Are the clouds clearing?
Six months after the terrorist attacks in the United States that triggered a slump in the aviation industry around the world, German national carrier Deutsche Lufthansa AG is again boosting the number of its flights and aircraft.
As a result of Sept. 11, Lufthansa took 43 aircraft out of operation. But according to information obtained by Handelsblatt, it plans to bring a two-digit number of aircraft back into service with the start of its summer timetable.
People close to the company said that as many as 26 aircraft could be reactivated. Moreover, the number of Lufthansa services to the United States is to be increased beginning March 31, when its summer timetable starts. The airline's general employment freeze for cabin and ground staff has also been lifted.

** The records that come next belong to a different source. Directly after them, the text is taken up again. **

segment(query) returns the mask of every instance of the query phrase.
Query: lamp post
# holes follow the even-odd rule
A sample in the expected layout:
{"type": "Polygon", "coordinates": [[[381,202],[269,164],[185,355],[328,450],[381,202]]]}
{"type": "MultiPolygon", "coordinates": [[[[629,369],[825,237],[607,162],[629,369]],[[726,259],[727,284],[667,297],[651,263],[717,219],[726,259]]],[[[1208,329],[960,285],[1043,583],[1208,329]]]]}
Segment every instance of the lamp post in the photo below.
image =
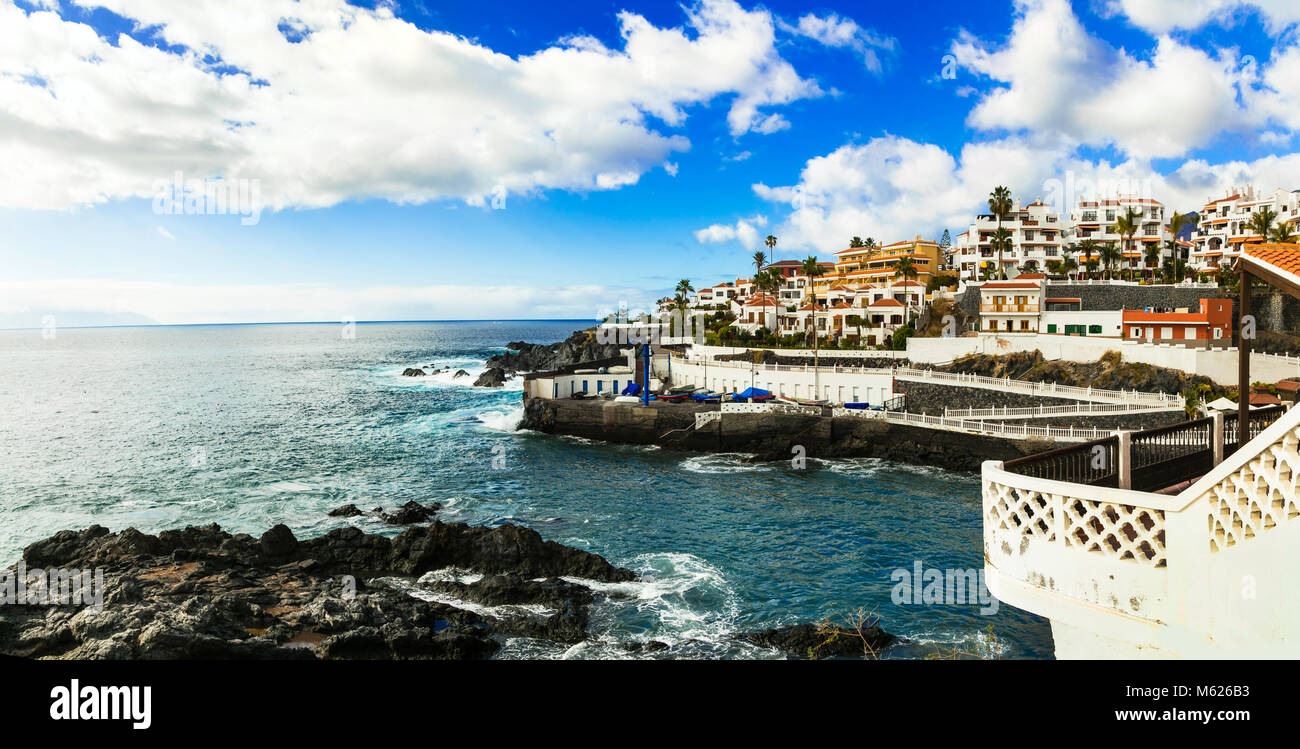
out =
{"type": "Polygon", "coordinates": [[[642,372],[645,372],[642,382],[645,382],[645,385],[641,388],[641,404],[649,407],[650,406],[650,345],[649,343],[641,346],[641,355],[645,356],[645,363],[642,364],[644,367],[642,372]]]}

Earlier, Dutch national carrier KLM announced that it plans to restore a number of its services back to their previous level of frequency, adding to hopes that the slump in Europe's aviation industry will come to an end sooner than expected.
A Lufthansa spokesman confirmed that the airline will boost the frequency of its connections to the United States by more than 40 percent from the winter timetable. But their frequency will still be 10 percent below that of the 2001 summer timetable. According to group chairman Jürgen Weber, Lufthansa's load factor has moved close to levels one year ago, albeit on the basis of a much reduced number of seats.
The airline had also noted improvements in bookings, in particular on intercontinental flights to Asia. But business travel on European routes continues to be slow.